The reason loop appears to not generate as much load is that it is not
writing your data out to disk. It is cached in the memory by the loop
driver and only flushed periodically. Needless to say this is playing
russian roulette with your data - if you experiance an outage on Dom0
chances are that your guest filesystems will experiance *catastrophic*
data loss.
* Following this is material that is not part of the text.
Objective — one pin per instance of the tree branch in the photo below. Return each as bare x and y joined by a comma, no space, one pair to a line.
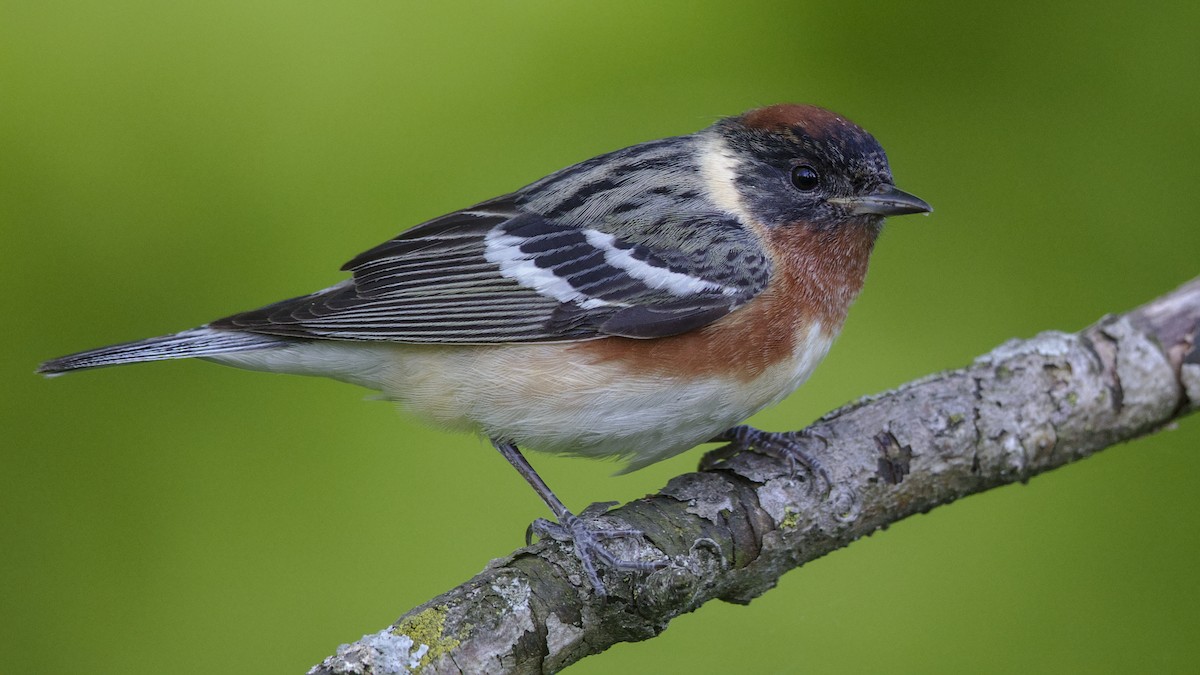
1025,407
Not even journalling in the guest FS will help you here
since the journall writes will simply be cached in memory in the loop
driver.

I'd definitely opt for reliable data storage, for the guests to be properly
restorable at any point.


If you want to compare performance of real block devices, vs a file
backed image use the blocktap driver instead of the loop driver.

eg Instead of

   file:/path/to/image/file,xvda,w

Use the path like

   tap:aio:/path/to/image/file,xvda,w

Will surely try.


Also, I'd recommend fully allocating the disk space for your file image,
rather than using sparse files - there is significant overhead involved
in extending the sparse files at runtime which can lead to unexpected
performance degradation. Sparse is fine for development/testing, but in
production you want non-sparse files.

Actually all file images were done with full allocations already. Saw the sparse vs. full
discussion somewhere before.

Not to mention some OSes don't support sparse files, like NetBSD.

For my machines I use LVM, it makes backups easier and giving a VM more space is a simple lvextend/growfs operation. You can always run LVM on top of RAID, at least that will give you some redundancy.

This is what attracted me towards LVM (especially in regards to that 150GB Samba partition). I am running LVM on top of raid already - the LV group and volumes were initially created on a /dev/md1.

But honesty, I am still not sure what storage type to incline towards.